Compared to the informant by status interaction effects, the informant by gender interactions were weaker and, in combination with three way informant by status by gender effects, are more difficult to interpret. Mean score comparisons indicated larger differences between the parent and teacher ratings in boys, but not in girls. But these differences should be interpreted cautiously because there were major differences in the male to female ratios among the probands but not among the siblings. In addition, it should be noted that significant effects were found mainly in the normative scales. Thus, the reported differences did not necessarily reflect differences in the perceived behaviour but rather in the deviation from the normative mean. Given the rather small effects and the complexity of interacting factors we refrain from further interpretation of gender interactions.

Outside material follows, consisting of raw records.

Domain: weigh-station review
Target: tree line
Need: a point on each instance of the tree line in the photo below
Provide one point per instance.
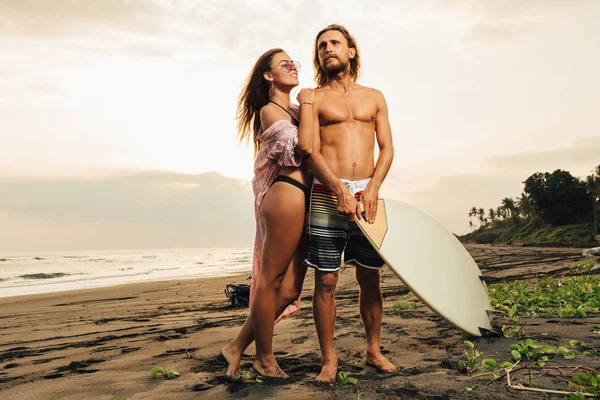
(557, 198)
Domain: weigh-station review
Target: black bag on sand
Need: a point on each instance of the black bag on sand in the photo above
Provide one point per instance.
(239, 295)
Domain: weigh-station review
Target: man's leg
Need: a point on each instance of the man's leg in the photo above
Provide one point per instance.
(324, 313)
(371, 309)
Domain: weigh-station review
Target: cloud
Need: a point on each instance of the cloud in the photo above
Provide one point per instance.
(493, 33)
(581, 153)
(451, 197)
(148, 50)
(63, 17)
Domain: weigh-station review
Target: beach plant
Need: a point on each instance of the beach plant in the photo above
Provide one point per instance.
(344, 379)
(567, 297)
(588, 383)
(531, 350)
(167, 373)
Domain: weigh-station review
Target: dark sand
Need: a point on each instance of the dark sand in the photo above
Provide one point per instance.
(102, 343)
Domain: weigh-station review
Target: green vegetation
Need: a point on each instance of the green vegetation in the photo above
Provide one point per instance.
(554, 209)
(564, 297)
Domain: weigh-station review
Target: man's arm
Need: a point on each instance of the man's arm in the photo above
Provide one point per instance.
(383, 134)
(317, 163)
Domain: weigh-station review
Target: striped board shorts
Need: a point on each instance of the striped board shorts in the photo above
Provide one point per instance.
(331, 233)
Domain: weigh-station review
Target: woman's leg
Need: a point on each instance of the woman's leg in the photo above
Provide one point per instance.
(288, 292)
(284, 222)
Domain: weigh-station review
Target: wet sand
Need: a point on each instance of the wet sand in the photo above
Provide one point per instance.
(102, 343)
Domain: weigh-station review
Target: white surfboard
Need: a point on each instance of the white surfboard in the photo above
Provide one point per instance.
(432, 263)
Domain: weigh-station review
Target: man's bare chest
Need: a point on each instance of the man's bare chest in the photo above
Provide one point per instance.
(335, 110)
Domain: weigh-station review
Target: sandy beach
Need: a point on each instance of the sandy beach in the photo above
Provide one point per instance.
(103, 343)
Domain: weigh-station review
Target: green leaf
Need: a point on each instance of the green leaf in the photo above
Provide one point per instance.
(548, 349)
(489, 364)
(532, 344)
(516, 355)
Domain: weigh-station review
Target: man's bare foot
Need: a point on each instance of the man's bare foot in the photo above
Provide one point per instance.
(381, 363)
(269, 371)
(233, 360)
(328, 371)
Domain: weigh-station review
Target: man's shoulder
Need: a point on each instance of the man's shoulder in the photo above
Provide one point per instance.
(371, 91)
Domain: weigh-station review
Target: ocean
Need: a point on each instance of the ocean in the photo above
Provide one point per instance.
(45, 272)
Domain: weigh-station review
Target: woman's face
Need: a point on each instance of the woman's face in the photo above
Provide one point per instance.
(284, 71)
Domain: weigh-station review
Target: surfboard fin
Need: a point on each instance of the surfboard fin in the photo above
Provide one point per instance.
(489, 279)
(489, 332)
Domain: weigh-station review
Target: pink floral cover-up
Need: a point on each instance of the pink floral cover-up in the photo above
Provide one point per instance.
(277, 149)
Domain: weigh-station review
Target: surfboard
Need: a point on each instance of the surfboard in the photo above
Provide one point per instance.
(432, 263)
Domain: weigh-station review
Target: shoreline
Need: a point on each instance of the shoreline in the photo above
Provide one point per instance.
(106, 286)
(103, 342)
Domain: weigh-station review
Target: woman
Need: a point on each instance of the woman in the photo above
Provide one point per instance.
(281, 139)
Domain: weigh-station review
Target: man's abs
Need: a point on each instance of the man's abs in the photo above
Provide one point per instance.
(349, 150)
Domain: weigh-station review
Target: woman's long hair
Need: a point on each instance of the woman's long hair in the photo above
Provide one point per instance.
(253, 97)
(320, 73)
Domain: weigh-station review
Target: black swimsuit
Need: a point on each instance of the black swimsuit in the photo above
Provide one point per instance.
(287, 179)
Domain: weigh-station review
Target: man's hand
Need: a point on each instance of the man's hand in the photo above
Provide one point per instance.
(347, 204)
(369, 198)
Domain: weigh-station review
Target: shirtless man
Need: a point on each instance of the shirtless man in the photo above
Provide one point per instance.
(348, 118)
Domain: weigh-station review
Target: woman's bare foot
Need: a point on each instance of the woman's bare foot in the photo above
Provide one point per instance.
(269, 371)
(328, 371)
(378, 361)
(233, 359)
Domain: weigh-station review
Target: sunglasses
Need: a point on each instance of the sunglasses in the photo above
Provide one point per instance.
(288, 66)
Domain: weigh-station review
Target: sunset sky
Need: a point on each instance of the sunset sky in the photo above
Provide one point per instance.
(481, 95)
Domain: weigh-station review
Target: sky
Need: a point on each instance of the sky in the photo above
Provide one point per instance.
(481, 95)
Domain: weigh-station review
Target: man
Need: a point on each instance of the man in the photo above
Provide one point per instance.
(348, 118)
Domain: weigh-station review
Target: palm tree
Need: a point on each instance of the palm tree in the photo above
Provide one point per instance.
(481, 214)
(500, 213)
(508, 205)
(472, 213)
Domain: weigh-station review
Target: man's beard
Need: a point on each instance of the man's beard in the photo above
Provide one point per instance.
(332, 71)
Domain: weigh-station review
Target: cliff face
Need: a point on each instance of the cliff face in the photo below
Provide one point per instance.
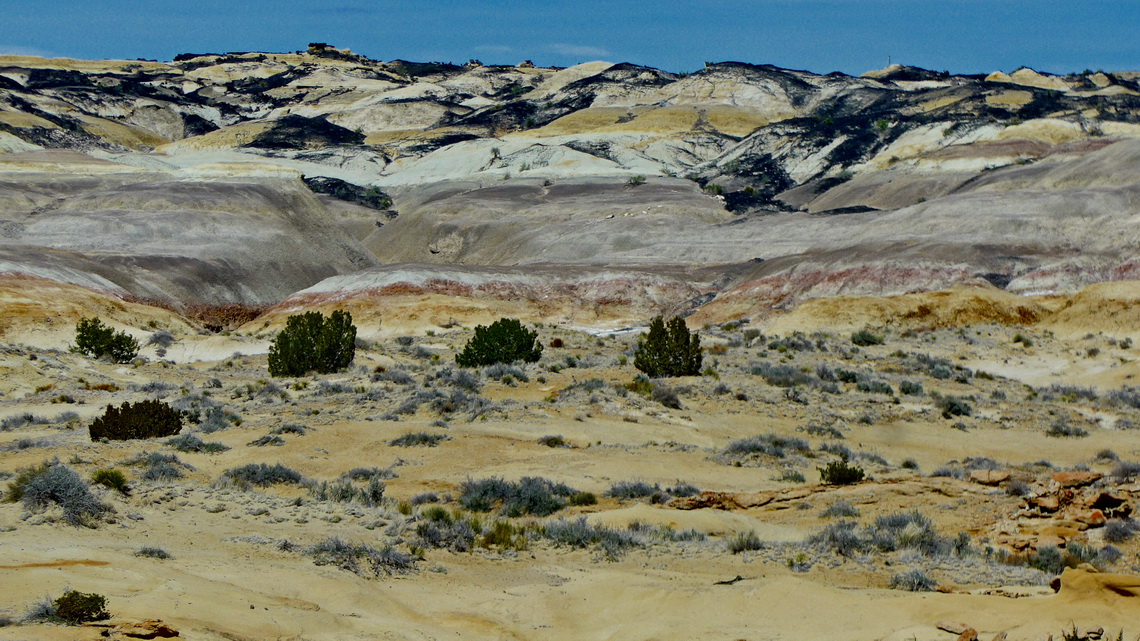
(184, 180)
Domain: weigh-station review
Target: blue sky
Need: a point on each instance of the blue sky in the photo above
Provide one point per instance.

In summary, first we found remarkable main effects of the study centre and interactions of centres with questionnaire scores and IQ even though a standardised recruiting procedure was employed. We assume that an interplay between local and national factors, between recruiting strategies and sociocultural aspects may explain these effects. Our data provide evidence for at least questioning to some extent the benefit of multi-centre designs. The statistical power achieved by enlarging the sample size may be lost by the additional heterogeneity introduced by the use of different centres.
Secondly, our data provide evidence for a remarkable heterogeneity in the behavioural data as a result of the use of symptom based diagnostic criteria, which reflect the actual state of the art. Boys and girls differed from normality to a considerably different extent despite the similar profile of their symptoms. In addition, the probands and siblings differed on several features that could be attributable to the diagnostic procedure, such as the gender differences shown on the questionnaire ratings.